I remember reading some guy from the Roots saying this, talking about fights breaking out around the hall and sitting behind Nas who sank deeper and deeper into his chair as the night progressed.
 

CrowleyHead

Well-known member
The people of the '93-'03 NYC industry are some really truly lawless characters. Puffy trying to nearly kill Steve Stoute, Jay-Z stabbing Lance Rivera. Even straight-laced characters like say, Lyor Cohen. I watched him fucking throwing bows with pleasure at the Hip-Hop Honors ceremony when DMX, his Diamond Selling Golden Child, was onstage. Even then, in the late 00's, he was being smug, sending shots at Puffy.

I've also mentioned before on this forum years ago, but The Roots were always part of the problem. There's an ancient Murder Dog where someone in the group (presumably Questlove's afro) is disparaging of West Coast rappers. Then when the Puffy era is unchallenged, they're insulting to other East Coast rappers. The whole 2nd generation of the Natives who don't have direct connections to the Zulus such as De La and The Roots SORTA/KINDA just come off as toxic to me. You can tell once they get into the "Stakes Is High"-era that these guys were so scornful and bitter; and while it came from a noble position it always slid into such into such petty "I'm better than them because I DIDN'T conform to expectations." (Because those limp jam band songs were SO MUCH BETTER for the culture) It's also funny because to me, California-based groups like Alkoholiks and Digital Underground conveyed the spirit of the Jungle Brothers FAR better than Tribe or De La did. (Neither of those two had their progenitors irreverence IMO)
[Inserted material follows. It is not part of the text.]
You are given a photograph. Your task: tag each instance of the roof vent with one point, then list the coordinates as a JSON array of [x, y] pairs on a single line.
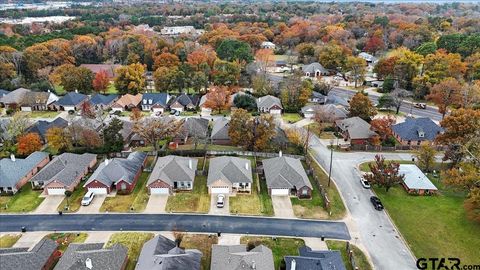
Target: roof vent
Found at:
[[88, 263]]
So you see, there's no RIGHTEOUS party in this community. Everyone has negative and positive qualities that mold the genre in certain ways.

I also didn't cover this when discussing it earlier, but it's fascinating to watch such a tightly knit organization like Death Row fall apart like they did. Quik now talks openly with contempt for Tupac's behavior and falsity, Suge traumatized half that team (there's even weird rumors he is the reason Devante Swing of Jodeci fell out of the public light). Even Dogg Pound was broken up for a long time because Kurupt went back to Suge post-jail, while Daz sued him for owed royalties. Kind of a weird experience to watch such an intensely clannish bunch truly fall apart.